Running and weight training have an uneasy relationship. Pavement pounders are loath to lift heavy, fearing weight gains will slow them down—even if they’re adding muscle. That’s a strategic error.
“For runners, dedicated strength work can help with maintaining proper mechanics, especially when they begin to fatigue,” says Terra Castro, founder of Detroit Body Garage and a former professional triathlete. “Having a powerful arm drive helps when legs get tired. And without a strong core, posture suffers.” Run coaches have long recommended bodyweight strength moves like squats, lunges, and bridges to bolster glutes, hamstrings, and leg muscles to fend off injury. But it might be time to go heavy.
To that end, Castro created a lower body- and core-focused training plan that’s more challenging than the usual set of lunges and squats often prescribed to runners. Gym rats should try it, too. The plan also emphasizes cardio and endurance, which will improve your overall fitness.
And put those strong legs to the test with a 10-week half-marathon training plan, designed by Brian Hammond, a New York City–based endurance coach. It’s a balance of running, lifting, cross-training, and recovery.
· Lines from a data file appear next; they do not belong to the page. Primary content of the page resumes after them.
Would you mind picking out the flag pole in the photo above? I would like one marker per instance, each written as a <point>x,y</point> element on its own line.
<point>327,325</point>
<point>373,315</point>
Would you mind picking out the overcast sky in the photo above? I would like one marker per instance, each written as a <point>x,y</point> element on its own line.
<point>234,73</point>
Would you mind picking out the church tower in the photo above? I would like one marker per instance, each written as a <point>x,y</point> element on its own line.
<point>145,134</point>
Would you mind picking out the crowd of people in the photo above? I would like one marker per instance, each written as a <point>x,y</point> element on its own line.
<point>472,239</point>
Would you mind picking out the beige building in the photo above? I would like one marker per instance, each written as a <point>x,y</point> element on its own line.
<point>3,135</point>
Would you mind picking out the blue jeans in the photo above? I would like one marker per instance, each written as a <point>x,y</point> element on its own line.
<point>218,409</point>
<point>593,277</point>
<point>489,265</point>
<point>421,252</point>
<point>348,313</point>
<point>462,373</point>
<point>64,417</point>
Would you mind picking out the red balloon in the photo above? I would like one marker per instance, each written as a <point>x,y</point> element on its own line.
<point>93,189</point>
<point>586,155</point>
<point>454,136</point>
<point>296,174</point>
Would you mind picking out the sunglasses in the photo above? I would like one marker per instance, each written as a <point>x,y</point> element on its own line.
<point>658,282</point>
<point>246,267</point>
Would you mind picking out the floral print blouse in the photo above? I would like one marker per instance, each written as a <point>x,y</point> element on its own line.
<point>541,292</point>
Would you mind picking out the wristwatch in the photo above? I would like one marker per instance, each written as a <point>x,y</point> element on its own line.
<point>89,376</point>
If you’ve wanted to race 13.1 miles, but your schedule is too unpredictable to follow a strict training calendar, this one’s for you.
Warm up, then perform 2 sets of each exercise for 10 to 12 repetitions per side (where applicable). Rest 1 minute between sets. If you are race training, lift heavier in the early weeks of the training calendar, then ease up on the intensity as the run mileage rises.
To transform this strength-building workout into high intensity interval training, switch to lighter weights, and set a goal of work time for each move—maybe 45 seconds on, then 15 seconds of rest, cycling through the 8 moves 2 or 3 times. One caveat: Speed things up without sacrificing form.